Superstorm Sandy: NYC Neighborhood Would Rather Sell than Rebuild
(NEW YORK) -- While Superstorm Sandy's devastation along the New York and New Jersey coastlines six months ago led to enthusiastic calls to rebuild, one Staten Island neighborhood has chosen a different course: sell.
The residents of Oakwood Beach, a small neighborhood that faces the Atlantic Ocean on Staten Island's southeast coast, held a community meeting days after Sandy had raged through, killing three residents and destroying dozens of homes.
Community leader Joe Tirrone Jr. said it was at that meeting that he casually floated an idea past his neighbors.
"After the storm, we had a community meeting, and just about everybody attended, and one of the things we said was that there is a government program and would anybody be interested in the government buying your home, and everybody raised their hand," Tirrone said.
New York Gov. Andrew Cuomo offered to pay Oakwood Beach residents 100 percent of their homes' value before the storm hit, plus a 5 percent bonus if the residents stayed in Richmond County. Now, more than 90 percent of the community has taken steps to participate in the program, Tirrone said.
Cuomo hopes to build a "buffer zone" on the most vulnerable parts of the New York coast to prevent against future storms, he said.
"There are some parcels that Mother Nature owns," Cuomo said in his annual State of the State address this year. "She may only visit once every few years, but she owns the parcel, and when she comes to visit, she visits."
Oakwood Beach was located in a particularly low-lying and marshy area. The buyout program would ensure that the land remains "vacant in perpetuity," said New York state officials.
The small Staten Island community stands in contrast to many other areas hit hard by Sandy, where construction efforts are well underway to repair homes, boardwalks and highways that were destroyed in October.

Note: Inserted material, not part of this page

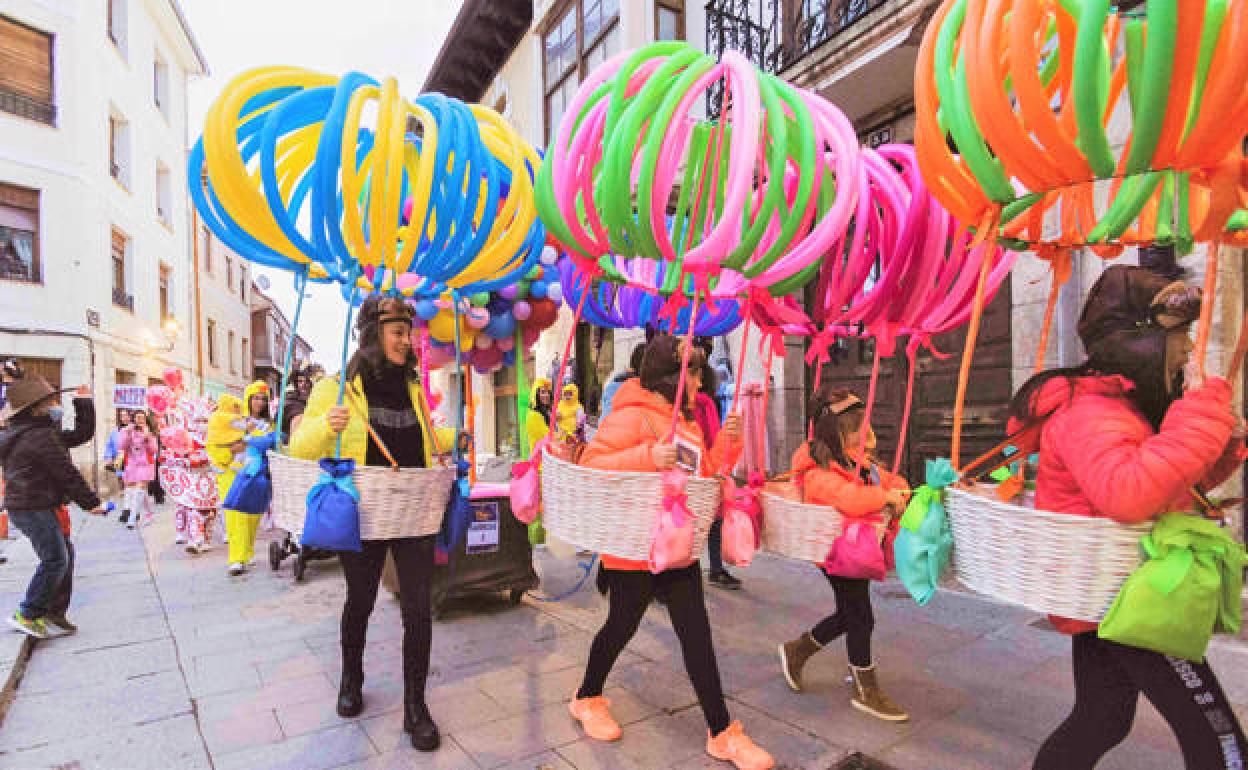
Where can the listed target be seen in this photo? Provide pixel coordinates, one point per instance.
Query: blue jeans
(45, 537)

In Breezy Point, a small community on the tip of New York's Rockaway peninsula in Queens, residents said immediately after the storm that they would work to rebuild their homes, destroyed by the storm and a resulting fire. Today, construction crews are working to have some of the homes ready by summer.
In New Jersey, Gov. Chris Christie vowed to rebuild the broken boardwalks and obtain federal funding for residents quickly so that they could begin construction on their homes.
"As a kid who was born and raised in this state and who spent a lot of time over my life, both my childhood and my adult life, at the Jersey Shore, we'll rebuild it. No question in my mind, we'll rebuild it," the governor said last November.
On Monday, Christie announced the approval of $1.83 billion in federal funds for rebuilding and recovery efforts.
Congress approved more than $60 billion in disaster relief funding to help with the rebuilding efforts.
"New Jersey seems to be going for the 'rebuild stronger and more resilient' way, those are the two buzzwords they're using, to elevate the houses and reinforce the need for beach nourishment projects and beach management in general that makes ... it more difficult to submerge shoreline," said Stewart Farrell, director of the Coastal Research Center at Richard Stockton College in New Jersey.
Farrell said that both approaches, from rebuilding in New Jersey to razing homes in Staten Island, could work if done right.
"Either situation is successful," he said. "They're both viable solutions."
"[Staten Island] did get heavily, heavily damaged, and that doesn't say that it couldn't rebuild smarter with barriers or levees installed, or somehow raise everything up substantially, but that it is an expense somebody has to bear. So the fact that 90 percent agreed to a buyout says they had seen the writing on the wall," Farrell said.